Oil on archival, museum quality, 1/8” Ampersand Gessobord™ panel – 6” x 6”

These beauties were shucked at the Acme Oyster House in New Orleans. The lovely marble bar works well with the alabaster shell and soft flesh of the oyster. I took a few liberties refecting the hints of blue in the bar.

Back in February, twenty-six–year-old violin virtuoso David Garrett fell down a flight of stairs and landed on his violin case, which held a priceless Stradivarius. The violinist wasn’t badly hurt, but his instrument was not so lucky; upon opening the case, he found the violin in pieces. I had a similar experience recently. Well, perhaps not quite as devastating as crushing a priceless Stradivarius but just as debilitating to this artist; my palette knife finally gave up the ghost and broke from metal fatigue after 40 years of faithful service. Much has changed since I bought that first knife. As my painting brethren can tell you, mixing paint is crucial to a successful work of art. The feel and spring of a good palette knife becomes second nature. My dear old knife was Japanese. Its fine blade had the perfect shape, thinness and spring for the job. Although I did manage to find a close approximation of the shape, the new blade is Italian and is thicker than its predecessor. The spring is all wrong. I may have to try and find an old one on eBay.

In the words of Joni Mitchell -

“Don’t it always seem to go

That you don’t know what you’ve got

Till it's gone”


4 comments:

JMahorney said...

wow, this is a beautiful render of the oysters. You picked out those highlights just right. :)

Mark Adams said...

Thanks Jeff.

Oysters are fun to paint.
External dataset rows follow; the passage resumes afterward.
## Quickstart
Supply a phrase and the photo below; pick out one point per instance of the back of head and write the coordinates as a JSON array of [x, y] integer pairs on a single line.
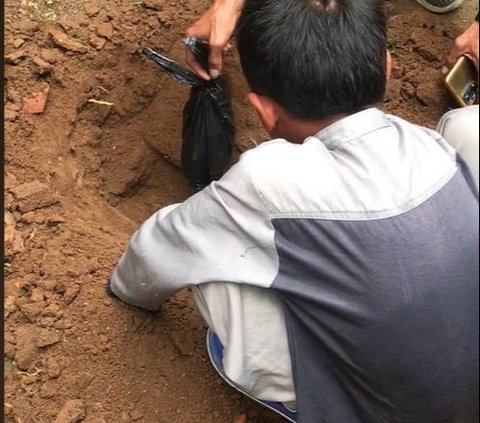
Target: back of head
[[315, 58]]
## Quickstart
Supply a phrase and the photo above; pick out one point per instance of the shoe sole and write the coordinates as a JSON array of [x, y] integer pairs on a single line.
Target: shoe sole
[[438, 9]]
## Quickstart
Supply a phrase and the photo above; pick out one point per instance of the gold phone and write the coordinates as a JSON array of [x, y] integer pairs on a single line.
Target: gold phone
[[462, 82]]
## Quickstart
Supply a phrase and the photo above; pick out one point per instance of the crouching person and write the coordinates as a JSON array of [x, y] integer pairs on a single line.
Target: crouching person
[[338, 263]]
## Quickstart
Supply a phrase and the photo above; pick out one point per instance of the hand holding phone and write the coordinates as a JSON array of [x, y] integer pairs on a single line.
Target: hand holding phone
[[462, 82]]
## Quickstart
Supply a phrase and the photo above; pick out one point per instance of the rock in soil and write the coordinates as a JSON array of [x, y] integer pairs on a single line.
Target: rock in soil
[[45, 338], [105, 30], [52, 367], [25, 356], [91, 9], [154, 4], [13, 241], [37, 102], [64, 41], [48, 390], [72, 412], [34, 195], [43, 68], [10, 115], [16, 57], [32, 310]]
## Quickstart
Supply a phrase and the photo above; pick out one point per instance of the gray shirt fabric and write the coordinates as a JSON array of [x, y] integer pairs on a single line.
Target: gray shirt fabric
[[368, 235]]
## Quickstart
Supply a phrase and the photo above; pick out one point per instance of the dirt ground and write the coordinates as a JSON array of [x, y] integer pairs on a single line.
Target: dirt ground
[[101, 157]]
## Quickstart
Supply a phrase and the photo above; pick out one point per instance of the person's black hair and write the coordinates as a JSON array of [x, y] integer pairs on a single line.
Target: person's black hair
[[316, 58]]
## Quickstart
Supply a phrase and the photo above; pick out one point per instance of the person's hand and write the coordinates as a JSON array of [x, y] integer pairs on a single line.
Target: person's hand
[[465, 45], [216, 27]]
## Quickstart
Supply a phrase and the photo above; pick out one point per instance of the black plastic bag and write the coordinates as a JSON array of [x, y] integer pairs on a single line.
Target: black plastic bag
[[208, 130]]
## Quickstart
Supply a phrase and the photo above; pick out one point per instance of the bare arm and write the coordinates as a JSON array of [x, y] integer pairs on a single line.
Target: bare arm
[[216, 26], [465, 45]]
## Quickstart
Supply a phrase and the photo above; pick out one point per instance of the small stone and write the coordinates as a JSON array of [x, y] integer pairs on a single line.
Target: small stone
[[407, 91], [63, 324], [43, 68], [36, 295], [394, 87], [10, 306], [52, 367], [97, 42], [48, 391], [71, 293], [10, 181], [72, 412], [10, 115], [91, 9], [53, 310], [19, 42], [45, 338], [13, 241], [154, 4], [136, 414], [105, 30], [37, 102], [184, 343], [83, 380], [25, 356], [61, 39], [9, 350], [49, 55], [32, 310], [15, 58], [34, 195]]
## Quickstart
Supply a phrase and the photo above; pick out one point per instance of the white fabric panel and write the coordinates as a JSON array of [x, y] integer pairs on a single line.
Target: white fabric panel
[[328, 175], [221, 234], [460, 128], [249, 321]]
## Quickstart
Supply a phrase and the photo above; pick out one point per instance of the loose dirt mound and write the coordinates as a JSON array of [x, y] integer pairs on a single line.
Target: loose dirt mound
[[80, 177]]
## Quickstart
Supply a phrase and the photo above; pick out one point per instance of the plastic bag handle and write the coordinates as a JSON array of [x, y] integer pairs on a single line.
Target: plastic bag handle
[[177, 72]]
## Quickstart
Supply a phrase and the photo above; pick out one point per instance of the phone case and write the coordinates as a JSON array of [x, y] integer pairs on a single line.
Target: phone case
[[462, 82]]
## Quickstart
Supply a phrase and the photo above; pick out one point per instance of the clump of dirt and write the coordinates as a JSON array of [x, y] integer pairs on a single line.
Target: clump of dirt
[[99, 155]]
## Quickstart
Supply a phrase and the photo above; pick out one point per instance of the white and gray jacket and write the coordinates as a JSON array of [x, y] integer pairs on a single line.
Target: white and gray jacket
[[354, 258]]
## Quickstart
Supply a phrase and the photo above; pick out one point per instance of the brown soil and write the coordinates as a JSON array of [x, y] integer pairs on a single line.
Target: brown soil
[[81, 176]]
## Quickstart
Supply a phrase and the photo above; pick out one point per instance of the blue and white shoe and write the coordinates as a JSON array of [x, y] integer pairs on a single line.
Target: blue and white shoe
[[215, 352], [440, 6]]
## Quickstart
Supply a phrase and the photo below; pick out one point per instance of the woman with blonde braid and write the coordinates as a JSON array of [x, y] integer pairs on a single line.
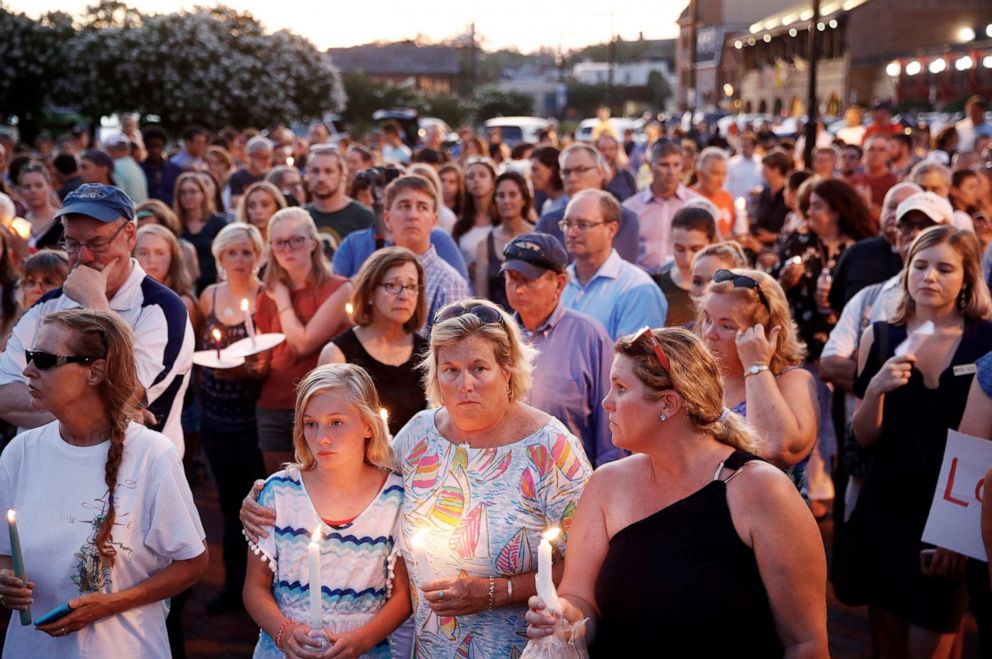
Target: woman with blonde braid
[[106, 519]]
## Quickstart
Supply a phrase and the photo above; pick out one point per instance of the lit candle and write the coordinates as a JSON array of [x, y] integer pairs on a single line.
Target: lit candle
[[545, 583], [313, 557], [419, 545], [249, 323], [384, 413], [216, 335], [17, 558]]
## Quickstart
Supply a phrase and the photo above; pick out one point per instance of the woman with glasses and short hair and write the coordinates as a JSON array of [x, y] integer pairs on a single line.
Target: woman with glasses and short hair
[[389, 306], [744, 321], [304, 301], [106, 519], [712, 548]]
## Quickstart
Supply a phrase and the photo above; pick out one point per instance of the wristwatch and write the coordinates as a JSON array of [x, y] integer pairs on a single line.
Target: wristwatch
[[754, 369]]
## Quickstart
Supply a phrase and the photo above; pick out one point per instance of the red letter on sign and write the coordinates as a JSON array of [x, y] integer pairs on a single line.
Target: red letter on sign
[[950, 485]]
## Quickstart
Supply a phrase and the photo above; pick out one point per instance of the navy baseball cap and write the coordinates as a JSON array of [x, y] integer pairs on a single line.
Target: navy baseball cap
[[101, 202], [533, 254]]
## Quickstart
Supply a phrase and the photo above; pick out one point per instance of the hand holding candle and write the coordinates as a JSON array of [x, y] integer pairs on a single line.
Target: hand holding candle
[[545, 582], [249, 323], [17, 558]]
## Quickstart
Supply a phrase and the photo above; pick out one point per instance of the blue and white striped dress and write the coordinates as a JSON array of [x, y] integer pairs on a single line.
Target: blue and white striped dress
[[357, 560]]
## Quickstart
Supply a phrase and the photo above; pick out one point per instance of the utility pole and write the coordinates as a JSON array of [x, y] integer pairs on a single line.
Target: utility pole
[[811, 104]]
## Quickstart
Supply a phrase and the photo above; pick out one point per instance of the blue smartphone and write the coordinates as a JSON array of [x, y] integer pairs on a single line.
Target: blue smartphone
[[53, 615]]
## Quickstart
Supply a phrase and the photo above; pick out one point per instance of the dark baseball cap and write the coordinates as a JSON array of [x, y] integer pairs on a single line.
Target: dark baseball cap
[[533, 254], [101, 202]]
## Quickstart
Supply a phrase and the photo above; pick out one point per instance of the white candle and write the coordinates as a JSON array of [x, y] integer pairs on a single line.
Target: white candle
[[249, 323], [313, 558], [384, 413], [545, 582], [419, 546]]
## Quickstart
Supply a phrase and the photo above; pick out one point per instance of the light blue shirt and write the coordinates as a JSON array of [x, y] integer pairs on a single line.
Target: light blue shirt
[[572, 376], [620, 295]]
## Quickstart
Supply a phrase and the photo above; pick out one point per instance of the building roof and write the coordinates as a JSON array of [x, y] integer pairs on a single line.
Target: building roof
[[397, 59]]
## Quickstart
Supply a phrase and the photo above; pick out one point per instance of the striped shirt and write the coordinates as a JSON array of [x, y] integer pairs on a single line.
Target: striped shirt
[[163, 344]]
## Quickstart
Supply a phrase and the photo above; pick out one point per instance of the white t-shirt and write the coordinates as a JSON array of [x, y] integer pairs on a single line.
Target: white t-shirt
[[59, 494]]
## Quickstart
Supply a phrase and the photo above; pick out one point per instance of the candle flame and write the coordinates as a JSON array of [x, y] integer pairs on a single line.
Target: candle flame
[[22, 227]]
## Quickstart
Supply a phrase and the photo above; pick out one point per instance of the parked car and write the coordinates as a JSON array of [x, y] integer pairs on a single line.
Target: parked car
[[516, 130]]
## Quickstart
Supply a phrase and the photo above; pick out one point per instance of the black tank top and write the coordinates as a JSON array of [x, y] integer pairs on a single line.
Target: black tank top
[[400, 388], [681, 583]]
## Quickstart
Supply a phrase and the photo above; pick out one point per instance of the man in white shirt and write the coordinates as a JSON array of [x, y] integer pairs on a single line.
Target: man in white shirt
[[744, 170]]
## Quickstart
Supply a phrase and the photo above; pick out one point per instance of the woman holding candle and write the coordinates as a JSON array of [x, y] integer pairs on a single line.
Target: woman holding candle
[[228, 396], [744, 321], [304, 301], [906, 404], [106, 520], [712, 548], [485, 475], [348, 584], [388, 307]]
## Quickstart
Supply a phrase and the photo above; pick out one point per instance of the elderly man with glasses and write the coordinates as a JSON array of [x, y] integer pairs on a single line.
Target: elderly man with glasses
[[100, 232]]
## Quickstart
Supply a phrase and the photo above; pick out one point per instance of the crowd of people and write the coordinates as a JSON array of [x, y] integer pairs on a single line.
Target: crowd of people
[[680, 352]]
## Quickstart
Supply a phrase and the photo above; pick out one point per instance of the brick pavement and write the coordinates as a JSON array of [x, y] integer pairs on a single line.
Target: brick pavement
[[233, 635]]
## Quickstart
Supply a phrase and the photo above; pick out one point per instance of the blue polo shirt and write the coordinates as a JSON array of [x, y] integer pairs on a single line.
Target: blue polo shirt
[[620, 295]]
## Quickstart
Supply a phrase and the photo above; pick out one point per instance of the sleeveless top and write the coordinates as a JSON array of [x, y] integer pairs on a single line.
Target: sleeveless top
[[400, 388], [226, 404], [681, 583], [496, 279], [797, 472]]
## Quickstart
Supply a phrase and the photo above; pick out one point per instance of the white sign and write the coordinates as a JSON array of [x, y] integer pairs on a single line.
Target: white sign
[[955, 520]]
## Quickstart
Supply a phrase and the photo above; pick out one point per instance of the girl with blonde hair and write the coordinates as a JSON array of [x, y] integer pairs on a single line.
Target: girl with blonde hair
[[745, 322], [341, 492]]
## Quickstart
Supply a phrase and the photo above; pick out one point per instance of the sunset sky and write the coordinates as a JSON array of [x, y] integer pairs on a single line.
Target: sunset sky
[[524, 24]]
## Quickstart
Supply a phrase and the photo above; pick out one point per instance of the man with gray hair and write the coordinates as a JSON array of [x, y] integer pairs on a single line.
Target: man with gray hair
[[601, 284], [656, 206], [259, 153], [585, 168]]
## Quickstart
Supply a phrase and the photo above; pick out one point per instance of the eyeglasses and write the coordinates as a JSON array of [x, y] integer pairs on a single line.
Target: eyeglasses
[[655, 345], [95, 246], [742, 281], [487, 315], [565, 173], [581, 225], [395, 288], [46, 360], [296, 242]]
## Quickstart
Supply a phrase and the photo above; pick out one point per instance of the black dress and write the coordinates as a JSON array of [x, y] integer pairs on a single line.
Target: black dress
[[681, 583], [400, 388], [898, 489]]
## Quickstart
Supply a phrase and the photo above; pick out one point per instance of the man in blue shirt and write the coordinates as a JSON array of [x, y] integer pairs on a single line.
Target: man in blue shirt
[[600, 283], [572, 371]]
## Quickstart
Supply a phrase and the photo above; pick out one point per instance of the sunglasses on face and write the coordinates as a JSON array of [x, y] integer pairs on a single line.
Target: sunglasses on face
[[43, 361], [742, 281], [486, 314], [646, 334]]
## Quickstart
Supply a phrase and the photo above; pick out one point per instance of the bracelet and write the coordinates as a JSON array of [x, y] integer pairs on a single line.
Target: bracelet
[[282, 628]]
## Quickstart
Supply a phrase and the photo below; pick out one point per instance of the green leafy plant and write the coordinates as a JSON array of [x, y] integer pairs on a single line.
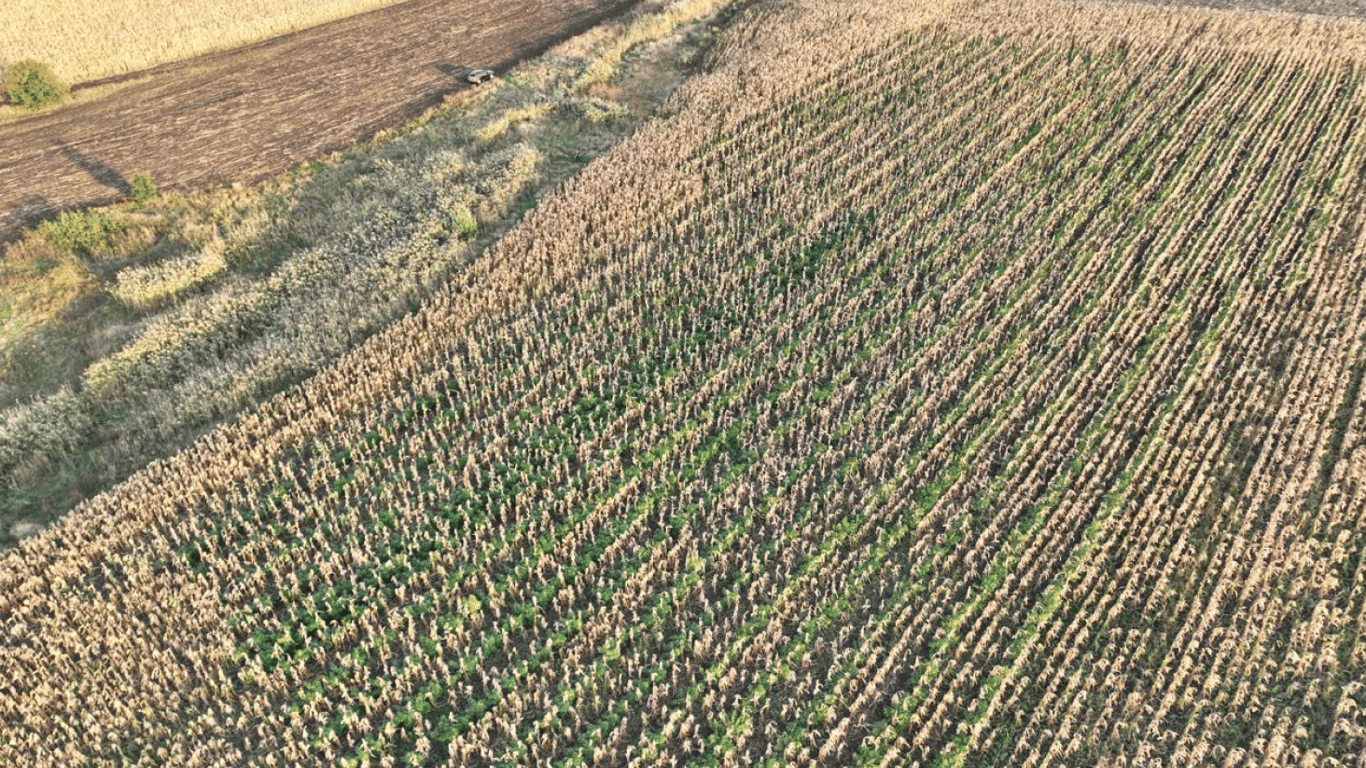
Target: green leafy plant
[[81, 231], [142, 189], [33, 85]]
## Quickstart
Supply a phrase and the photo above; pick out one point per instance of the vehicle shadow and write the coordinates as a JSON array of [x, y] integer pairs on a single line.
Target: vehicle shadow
[[454, 71]]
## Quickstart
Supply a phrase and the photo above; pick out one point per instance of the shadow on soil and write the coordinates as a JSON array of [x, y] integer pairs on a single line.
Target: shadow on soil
[[99, 171]]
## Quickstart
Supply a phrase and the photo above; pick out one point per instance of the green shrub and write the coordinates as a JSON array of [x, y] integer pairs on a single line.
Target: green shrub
[[84, 231], [463, 222], [142, 189], [33, 86]]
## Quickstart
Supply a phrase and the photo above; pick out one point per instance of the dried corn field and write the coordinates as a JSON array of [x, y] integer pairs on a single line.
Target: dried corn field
[[996, 406]]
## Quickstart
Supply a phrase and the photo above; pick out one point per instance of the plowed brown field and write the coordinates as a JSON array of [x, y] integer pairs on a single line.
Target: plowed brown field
[[246, 114]]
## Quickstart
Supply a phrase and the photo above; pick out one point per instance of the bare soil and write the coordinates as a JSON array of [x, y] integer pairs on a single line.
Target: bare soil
[[252, 112]]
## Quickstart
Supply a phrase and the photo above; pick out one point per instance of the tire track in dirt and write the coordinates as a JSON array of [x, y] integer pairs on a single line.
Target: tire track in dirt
[[246, 114]]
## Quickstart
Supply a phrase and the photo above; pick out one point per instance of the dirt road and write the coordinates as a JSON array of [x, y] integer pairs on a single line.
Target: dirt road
[[246, 114]]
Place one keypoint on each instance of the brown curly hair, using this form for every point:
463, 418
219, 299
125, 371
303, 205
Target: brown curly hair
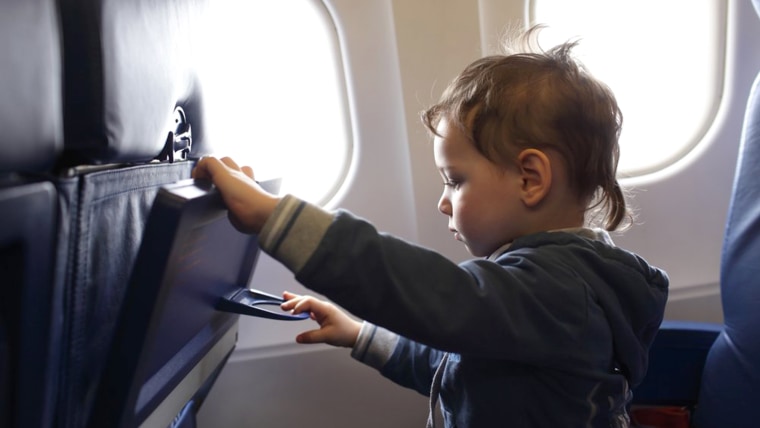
532, 98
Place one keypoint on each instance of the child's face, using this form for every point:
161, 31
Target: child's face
480, 198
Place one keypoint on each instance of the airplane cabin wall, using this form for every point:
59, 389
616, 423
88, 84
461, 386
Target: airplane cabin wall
399, 56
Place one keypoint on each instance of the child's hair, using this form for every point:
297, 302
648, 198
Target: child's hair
531, 98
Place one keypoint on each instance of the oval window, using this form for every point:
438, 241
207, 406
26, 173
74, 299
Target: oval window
275, 94
664, 61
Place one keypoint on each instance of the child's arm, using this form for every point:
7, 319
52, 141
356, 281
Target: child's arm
249, 205
335, 326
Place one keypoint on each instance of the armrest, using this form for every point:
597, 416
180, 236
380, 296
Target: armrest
676, 359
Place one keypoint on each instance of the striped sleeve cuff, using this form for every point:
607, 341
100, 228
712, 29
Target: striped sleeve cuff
293, 232
374, 346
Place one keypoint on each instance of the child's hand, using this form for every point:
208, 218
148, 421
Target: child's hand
335, 326
249, 205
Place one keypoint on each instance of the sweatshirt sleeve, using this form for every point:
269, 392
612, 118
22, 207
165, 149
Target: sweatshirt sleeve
374, 346
405, 362
293, 232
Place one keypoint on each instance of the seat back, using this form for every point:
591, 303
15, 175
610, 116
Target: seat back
30, 140
130, 92
730, 389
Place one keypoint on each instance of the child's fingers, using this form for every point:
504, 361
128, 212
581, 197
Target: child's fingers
230, 163
206, 167
311, 336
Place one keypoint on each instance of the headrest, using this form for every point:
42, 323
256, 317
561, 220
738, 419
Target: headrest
30, 86
127, 66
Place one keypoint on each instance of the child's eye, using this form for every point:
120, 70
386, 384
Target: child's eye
452, 183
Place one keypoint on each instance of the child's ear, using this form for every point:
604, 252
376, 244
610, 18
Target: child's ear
536, 174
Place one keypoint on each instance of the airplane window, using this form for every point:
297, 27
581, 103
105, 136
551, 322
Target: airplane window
275, 95
663, 59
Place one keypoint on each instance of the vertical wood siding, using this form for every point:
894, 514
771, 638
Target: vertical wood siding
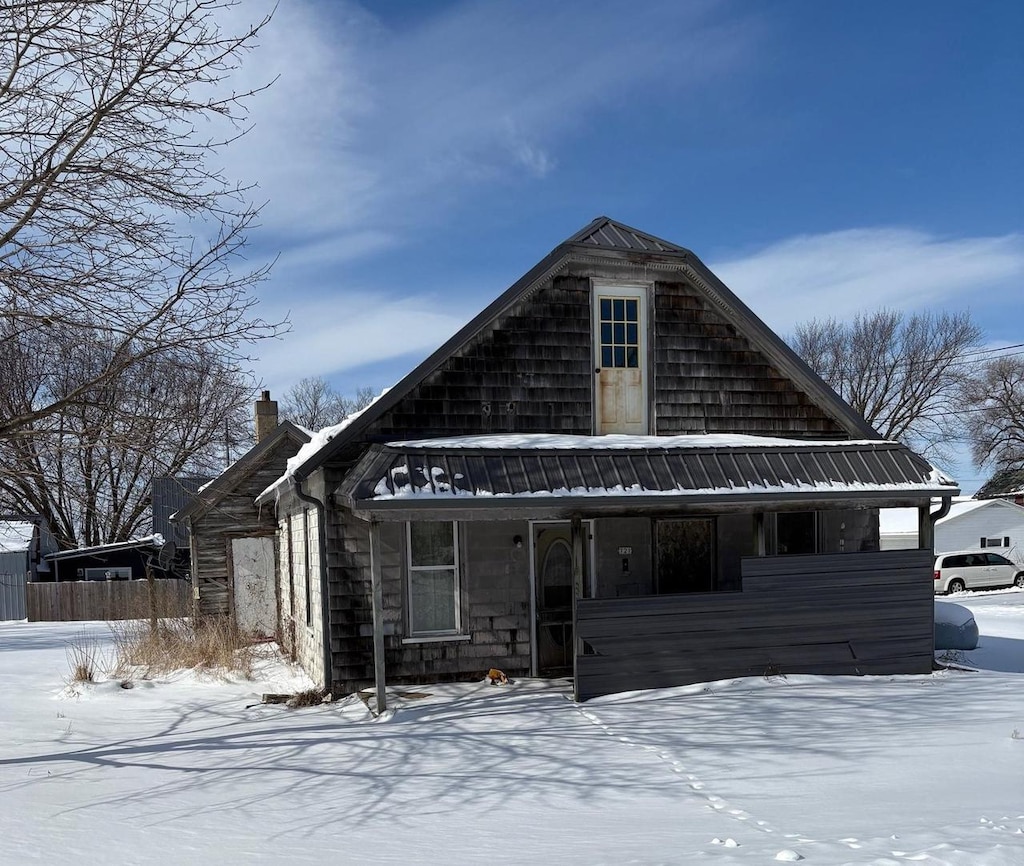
231, 516
839, 613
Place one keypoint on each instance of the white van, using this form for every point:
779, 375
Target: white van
962, 570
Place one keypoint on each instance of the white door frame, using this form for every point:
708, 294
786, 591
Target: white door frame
623, 289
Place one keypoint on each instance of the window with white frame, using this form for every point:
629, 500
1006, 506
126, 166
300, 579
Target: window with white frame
109, 572
433, 578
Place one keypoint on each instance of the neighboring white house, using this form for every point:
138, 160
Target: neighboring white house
971, 524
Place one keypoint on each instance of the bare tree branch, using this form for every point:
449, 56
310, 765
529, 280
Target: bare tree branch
313, 403
995, 421
114, 217
903, 374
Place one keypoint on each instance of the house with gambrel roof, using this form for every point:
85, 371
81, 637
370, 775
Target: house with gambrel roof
614, 471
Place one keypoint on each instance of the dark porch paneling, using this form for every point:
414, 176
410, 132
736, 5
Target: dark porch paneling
839, 613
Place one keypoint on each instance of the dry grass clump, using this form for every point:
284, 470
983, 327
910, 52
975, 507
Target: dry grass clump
208, 644
309, 697
84, 659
I’m sure I don’t have to tell you how cool it is to flick on those last few highlights. It lights up the painting and the illusion snaps into place. It is my favorite part of the dance.

Diane said...

sorry to hear about your faithful knife

Derek McCrea said...

I wll take one dozen raw and one dozen steamed, man this makes me hungry. Amazing works you have. Makes me miss my times with oils, but I love watercolors too much.